The two-dose immunization was the first to receive emergency use authorization from federal regulators in December 2020 and will now be first to be licensed.
Full approval by the FDA could push more Americans to get the COVID-19 vaccine because it might reduce their fears about the safety of the shot.
It may also lead to more vaccine mandates with businesses feeling more comfortable requiring workers to get a jab that has full authorization.
Pfizer said on Monday the vaccine will continue to be available for 12-to-15-year-olds and as third doses for immunocompromised people under emergency use only.
‘The FDA’s approval of this vaccine is a milestone as we continue to battle the COVID-19 pandemic,’ acting FDA commissioner Dr Janet Woodcock said in a statement.

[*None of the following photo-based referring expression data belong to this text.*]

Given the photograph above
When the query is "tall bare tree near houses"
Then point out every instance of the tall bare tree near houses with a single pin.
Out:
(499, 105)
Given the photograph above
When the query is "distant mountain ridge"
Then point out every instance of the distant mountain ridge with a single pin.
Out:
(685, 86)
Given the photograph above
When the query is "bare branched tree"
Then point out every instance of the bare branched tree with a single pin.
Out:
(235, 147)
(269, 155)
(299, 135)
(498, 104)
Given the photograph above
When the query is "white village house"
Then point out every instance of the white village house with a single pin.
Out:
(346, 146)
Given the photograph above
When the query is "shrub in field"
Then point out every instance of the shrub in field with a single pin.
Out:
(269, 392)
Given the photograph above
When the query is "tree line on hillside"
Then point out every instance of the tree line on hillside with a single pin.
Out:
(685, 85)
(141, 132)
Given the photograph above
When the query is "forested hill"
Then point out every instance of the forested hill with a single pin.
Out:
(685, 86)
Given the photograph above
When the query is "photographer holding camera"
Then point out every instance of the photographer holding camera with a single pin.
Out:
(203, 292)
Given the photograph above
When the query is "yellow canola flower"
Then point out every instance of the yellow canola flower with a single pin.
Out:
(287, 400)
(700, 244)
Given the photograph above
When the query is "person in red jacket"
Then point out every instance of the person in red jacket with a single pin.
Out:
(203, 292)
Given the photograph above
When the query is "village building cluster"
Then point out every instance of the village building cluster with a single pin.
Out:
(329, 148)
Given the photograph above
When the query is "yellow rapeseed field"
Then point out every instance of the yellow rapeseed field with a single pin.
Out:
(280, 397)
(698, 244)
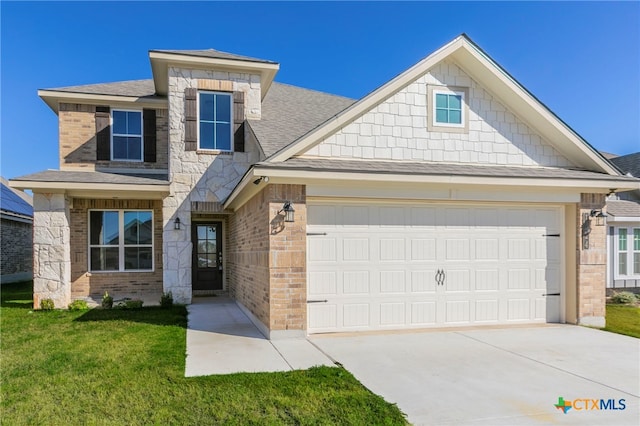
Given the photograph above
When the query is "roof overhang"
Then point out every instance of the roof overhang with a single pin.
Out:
(53, 98)
(161, 61)
(95, 190)
(250, 184)
(492, 76)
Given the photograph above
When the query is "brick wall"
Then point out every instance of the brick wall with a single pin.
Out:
(16, 255)
(591, 264)
(248, 256)
(144, 285)
(287, 259)
(77, 131)
(267, 258)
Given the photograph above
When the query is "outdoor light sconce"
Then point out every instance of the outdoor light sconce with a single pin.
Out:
(599, 216)
(287, 209)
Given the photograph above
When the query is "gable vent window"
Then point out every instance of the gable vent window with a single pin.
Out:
(215, 125)
(448, 110)
(126, 139)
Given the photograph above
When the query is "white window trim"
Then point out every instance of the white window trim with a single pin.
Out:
(463, 100)
(629, 251)
(141, 160)
(121, 244)
(214, 150)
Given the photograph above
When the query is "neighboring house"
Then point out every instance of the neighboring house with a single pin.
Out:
(449, 196)
(623, 223)
(16, 235)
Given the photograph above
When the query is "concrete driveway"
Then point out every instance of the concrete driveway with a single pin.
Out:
(504, 376)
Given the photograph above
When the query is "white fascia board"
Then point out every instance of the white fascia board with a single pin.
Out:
(618, 219)
(161, 61)
(93, 190)
(366, 103)
(53, 98)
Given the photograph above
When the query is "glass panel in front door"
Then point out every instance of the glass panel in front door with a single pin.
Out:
(207, 247)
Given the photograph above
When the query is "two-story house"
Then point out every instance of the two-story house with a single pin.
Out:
(449, 196)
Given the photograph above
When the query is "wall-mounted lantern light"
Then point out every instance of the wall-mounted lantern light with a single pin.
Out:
(288, 211)
(599, 216)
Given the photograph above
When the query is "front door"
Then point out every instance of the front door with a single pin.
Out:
(207, 256)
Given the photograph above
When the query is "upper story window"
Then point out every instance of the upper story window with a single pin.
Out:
(448, 109)
(126, 135)
(215, 121)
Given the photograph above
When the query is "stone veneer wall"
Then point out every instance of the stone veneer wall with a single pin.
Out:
(16, 256)
(51, 255)
(77, 128)
(591, 265)
(396, 129)
(92, 285)
(199, 175)
(267, 259)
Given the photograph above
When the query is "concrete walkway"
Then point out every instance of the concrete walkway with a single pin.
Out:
(222, 340)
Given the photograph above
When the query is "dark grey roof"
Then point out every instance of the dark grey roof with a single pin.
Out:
(628, 163)
(212, 53)
(622, 208)
(14, 201)
(289, 112)
(438, 169)
(95, 177)
(137, 88)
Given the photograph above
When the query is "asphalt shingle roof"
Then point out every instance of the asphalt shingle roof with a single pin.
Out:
(95, 177)
(212, 53)
(623, 208)
(11, 201)
(439, 169)
(628, 163)
(289, 112)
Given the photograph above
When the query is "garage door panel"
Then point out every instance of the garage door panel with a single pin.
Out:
(376, 266)
(356, 282)
(423, 281)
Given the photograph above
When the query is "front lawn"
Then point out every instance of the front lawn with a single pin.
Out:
(127, 367)
(623, 319)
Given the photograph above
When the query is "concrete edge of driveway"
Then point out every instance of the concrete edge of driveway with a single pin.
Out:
(221, 339)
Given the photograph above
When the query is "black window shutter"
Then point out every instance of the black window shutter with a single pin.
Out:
(238, 121)
(149, 123)
(103, 133)
(191, 119)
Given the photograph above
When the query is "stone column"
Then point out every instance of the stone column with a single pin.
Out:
(287, 263)
(591, 262)
(51, 249)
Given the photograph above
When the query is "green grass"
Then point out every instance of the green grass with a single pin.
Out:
(623, 319)
(127, 367)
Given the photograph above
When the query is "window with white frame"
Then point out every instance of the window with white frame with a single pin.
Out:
(627, 255)
(215, 121)
(126, 135)
(120, 240)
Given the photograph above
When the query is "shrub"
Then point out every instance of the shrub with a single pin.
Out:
(133, 304)
(47, 305)
(78, 305)
(624, 297)
(107, 301)
(166, 301)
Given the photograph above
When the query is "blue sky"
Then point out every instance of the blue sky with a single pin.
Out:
(581, 59)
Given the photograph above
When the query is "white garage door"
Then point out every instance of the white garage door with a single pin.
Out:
(377, 267)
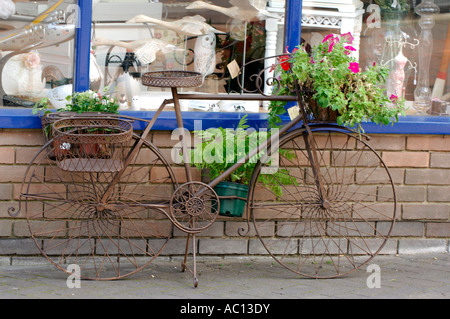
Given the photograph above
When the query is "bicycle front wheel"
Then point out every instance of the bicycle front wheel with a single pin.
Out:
(71, 225)
(311, 236)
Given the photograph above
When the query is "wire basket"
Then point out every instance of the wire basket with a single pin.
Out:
(172, 79)
(91, 144)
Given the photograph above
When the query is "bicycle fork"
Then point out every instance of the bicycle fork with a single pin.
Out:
(315, 166)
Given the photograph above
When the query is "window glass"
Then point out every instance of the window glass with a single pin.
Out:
(410, 37)
(131, 38)
(37, 50)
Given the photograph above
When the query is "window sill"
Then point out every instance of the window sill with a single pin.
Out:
(425, 125)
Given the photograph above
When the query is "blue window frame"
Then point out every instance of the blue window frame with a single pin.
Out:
(23, 119)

‘While this and other vaccines have met the FDA’s rigorous, scientific standards for emergency use authorization, as the first FDA-approved COVID-19 vaccine, the public can be very confident that this vaccine meets the high standards for safety, effectiveness, and manufacturing quality the FDA requires of an approved product.
‘Today’s milestone puts us one step closer to altering the course of this pandemic in the U.S.’
Prior to Monday, Pfizer’s vaccine was only approved for use on an emergency basis, meaning it was considered somewhat experimental despite data showing it is safe and effective.
Emergency use authorization requires less clinical trial data, with the FDA only requiring two months of follow-up before approving the shot for those 16 and older last year compared to six months for full approval.
The designation is also intended to be temporary.
With full approval, companies and schools may feel more comfortable requiring employees and students to get it.
‘If vaccines are fully authorized, that would take that excuse [for not getting vaccinated] off the table,’ Dr William Schaffner, a professor of preventive medicine and infectious diseases at the Vanderbilt University Medical Center, toldin an interview last month.
‘If fully licensed, I think that movement of [vaccine] mandates would accelerate and generate lots of vaccinations.’
This is a breaking news story and will be updated.